CKD hypothesis that states nephrons functioning in diseased kidneys maintain glomerulotubular balance comparable to all other nephrons. filtration and net excretion are coordinated
*perhaps why GFR is so stinking decreased before azotemia signs are seen
What is the “magnification phenomenon”?
In Chronic Kidney disease, the nephrons in the diseased kidney function homogenously.
- however, they alter their handling of given solutes as needed to maintain external balance if possible
- they magnify their excretion of a given solute to maintain balance
what is meant by “individual solute control systems”?
Each solute appears to have a specific control system that is geared to maintain external balance in CKD
*each solute system has individual tubular handling and hormonal influences
What is the “trade-off” hypothesis?
the mechanisms that are magnified in the diseased kidney to maintain individual solute control may have adverse effects on other systems.

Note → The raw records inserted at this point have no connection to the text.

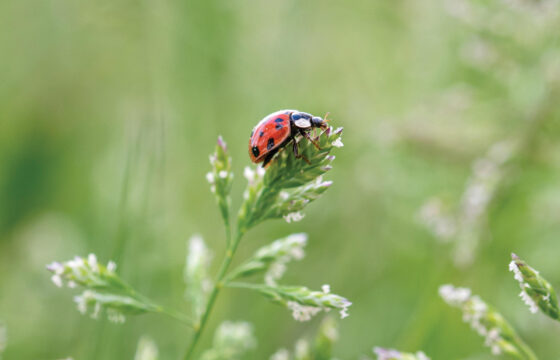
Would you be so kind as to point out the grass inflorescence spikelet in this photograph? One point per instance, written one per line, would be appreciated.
(536, 292)
(289, 183)
(232, 341)
(272, 259)
(499, 335)
(392, 354)
(221, 178)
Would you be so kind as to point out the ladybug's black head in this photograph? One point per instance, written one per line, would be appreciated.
(318, 122)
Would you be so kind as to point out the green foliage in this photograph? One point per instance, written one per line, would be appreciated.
(109, 109)
(535, 290)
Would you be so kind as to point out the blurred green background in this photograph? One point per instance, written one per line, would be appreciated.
(109, 109)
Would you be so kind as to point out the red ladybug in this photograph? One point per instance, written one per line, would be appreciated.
(277, 130)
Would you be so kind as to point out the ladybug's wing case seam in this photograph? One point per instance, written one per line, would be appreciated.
(269, 134)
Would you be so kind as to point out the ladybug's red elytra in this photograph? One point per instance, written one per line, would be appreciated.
(277, 130)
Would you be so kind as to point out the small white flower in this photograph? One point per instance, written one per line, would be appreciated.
(302, 312)
(92, 261)
(454, 296)
(344, 311)
(533, 308)
(115, 316)
(517, 273)
(295, 216)
(337, 143)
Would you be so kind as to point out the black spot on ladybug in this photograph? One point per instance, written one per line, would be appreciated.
(255, 151)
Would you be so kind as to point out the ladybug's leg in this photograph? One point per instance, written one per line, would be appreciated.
(298, 155)
(313, 141)
(269, 157)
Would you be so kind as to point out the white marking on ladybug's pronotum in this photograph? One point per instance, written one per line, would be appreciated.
(303, 123)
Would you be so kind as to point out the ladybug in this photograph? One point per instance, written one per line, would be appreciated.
(277, 130)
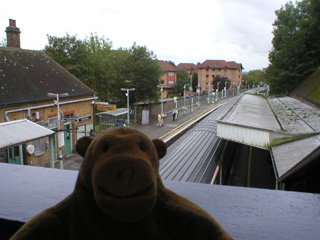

- it’s like the body is choosing what to sacrifice to keep one system functioning over another
- increased parathyroid hormone secretion seen in CKD that helps maintain normal serum calcium and enhances renal phosphorus excretion, but it disturbes uric acid balance (sleep, sex, bone disease, anemia, lipidemia, vascular disease)
How is the creatinine and urea balance handled in CKD?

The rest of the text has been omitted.